Nellie could not work and had to be excused from her duties. She lay down, and against her will, she cried. It was horrible to think of a man so young and able dying so uselessly. In that moment Nellie found that war itself is understandable. It's the things that go along with it, things that happen to people you know, that are incomprehensible, and have been in all ages. She was physically ill for three days.

Then, in a flash, word came that all but one of the men had been found on a life raft. They were knocked about, but they would be all right. Harbison was saved. Again Nellie stayed in her room. She found that she did not want to see Bill, but that she was very glad he was alive. She realized that Bill carried part of her with him, and she was happy when that part lived again. Yet when the handsome young lieutenant appeared in the hospital with his indefinite nurse trailing along, Nellie felt sorry she had seen him again. He was sunburnt from his exposure, handsomer than ever. Every night for a week he sat at one table or another with his nurse, telling about the days on the raft. They must have been horrible.

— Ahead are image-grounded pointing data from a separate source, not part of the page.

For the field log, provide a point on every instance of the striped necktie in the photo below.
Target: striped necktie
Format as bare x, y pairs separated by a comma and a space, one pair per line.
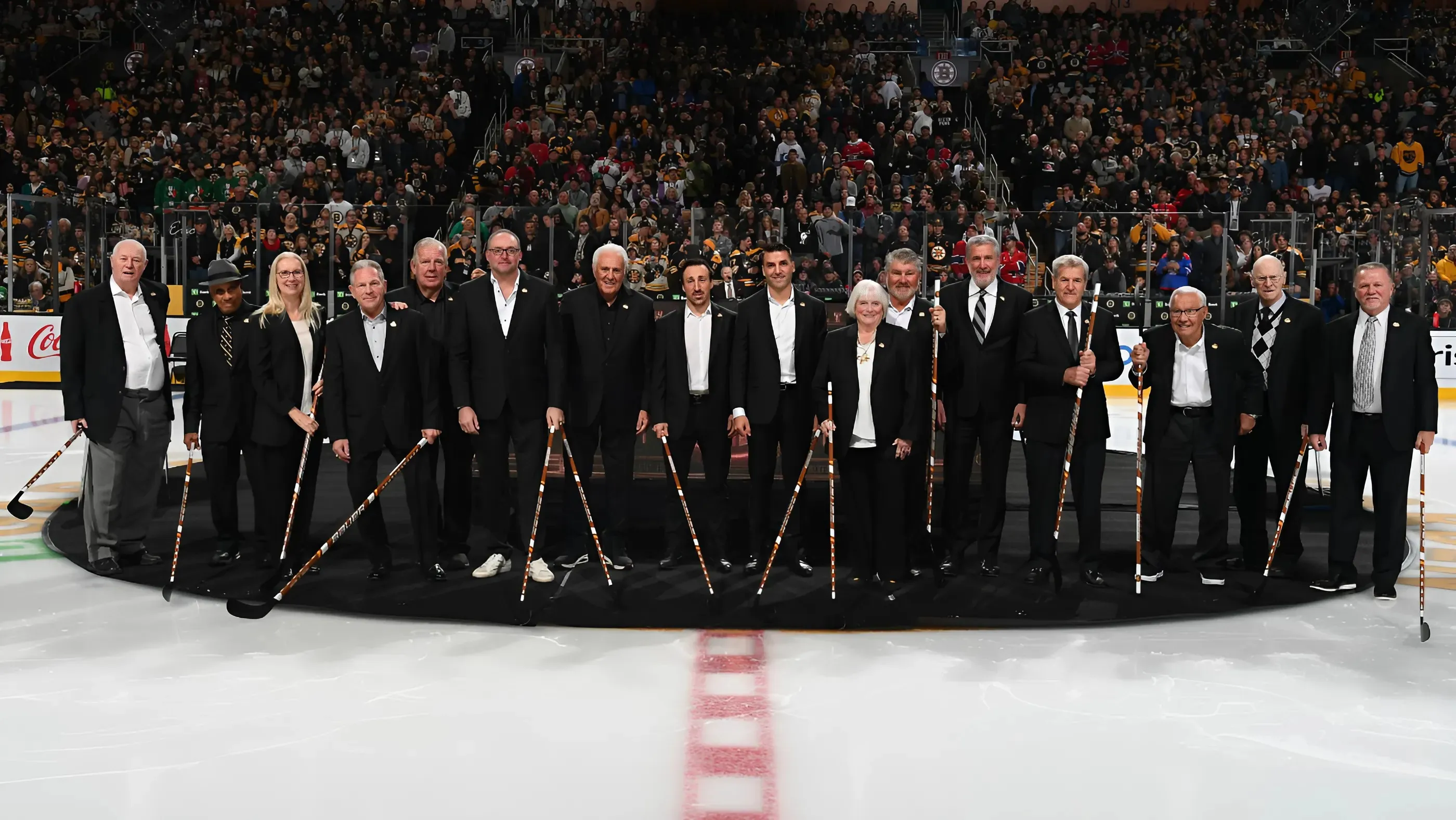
979, 323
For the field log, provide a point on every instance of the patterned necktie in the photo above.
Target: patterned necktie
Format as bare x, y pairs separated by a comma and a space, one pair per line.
1264, 343
225, 338
1365, 369
979, 323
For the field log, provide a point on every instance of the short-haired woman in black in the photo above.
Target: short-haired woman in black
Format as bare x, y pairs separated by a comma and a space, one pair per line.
286, 356
876, 400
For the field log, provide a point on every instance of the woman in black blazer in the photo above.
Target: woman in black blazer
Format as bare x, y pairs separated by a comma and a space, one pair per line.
286, 356
877, 429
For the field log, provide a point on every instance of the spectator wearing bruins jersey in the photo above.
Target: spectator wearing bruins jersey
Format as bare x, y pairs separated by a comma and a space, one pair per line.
938, 248
462, 257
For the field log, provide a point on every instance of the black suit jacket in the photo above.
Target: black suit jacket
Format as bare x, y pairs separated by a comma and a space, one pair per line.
755, 375
1298, 366
669, 389
1234, 378
982, 374
388, 405
893, 385
606, 379
276, 363
1410, 396
526, 369
439, 336
217, 396
1043, 359
94, 362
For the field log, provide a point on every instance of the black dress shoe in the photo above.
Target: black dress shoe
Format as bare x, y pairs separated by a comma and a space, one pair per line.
140, 558
225, 557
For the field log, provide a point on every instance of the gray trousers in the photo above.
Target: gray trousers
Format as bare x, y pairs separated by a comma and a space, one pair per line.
123, 477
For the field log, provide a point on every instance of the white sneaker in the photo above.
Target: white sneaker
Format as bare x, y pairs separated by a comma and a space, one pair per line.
492, 567
541, 573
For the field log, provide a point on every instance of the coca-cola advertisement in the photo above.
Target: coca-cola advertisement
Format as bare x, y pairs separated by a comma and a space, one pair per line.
31, 347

Nellie was rescued from her emotional impasse by thoughtful Dinah, who asked for her to be sent north. Gleefully, she packed and waited for the plane. She had never ridden on an airplane before. She watched it come in from Noumea, carefully noted the busy work that accompanies any landing or takeoff, and gasped when she saw how exquisite Efate and Vanicoro were from the air. The pilot purposely flew east a bit so his passengers could see the volcanoes. The landing was perfect, and Nellie stepped out of the plane in much the same manner that Cinderella must have stepped from the pumpkin. This was living!

Dinah met her at the airfield. That night she met Emile De Becque. It was at a dinner given in a French plantation home in honor of the new nurses. Nellie, Dinah, three other nurses and some doctors were seated in an open-air, roofed-in pavilion by the ocean. Candles provided flickering light. Screens kept moths away, and a small Tonkinese boy went around periodically with a mosquito bomb which he delighted to make fizz. Young Tonk men served the food, which was very good.

At another table sat two Frenchmen having their dinner. One was short and fat, the proprietor of the plantation. Nellie had met him earlier in the evening. The other was a remarkable fellow. He was in his middle forties, slim, a bit stoop-shouldered. His eyes were black and deep-set. His eyebrows were bushy. He had long arms and wrists, and although he used his hands constantly in making conversation, they were relaxed and delicate in their movements.

Nellie tried not to stare at the Frenchman, but while waiting for the lobster and rice, she was detected by the proprietor studying his guest. The fat Frenchman rose and approached one of the doctors. "Ah, docteur!" he cried in bonhomie. "May I present my very good friend, Emile De Becque? He is our foremost De Gaullist!"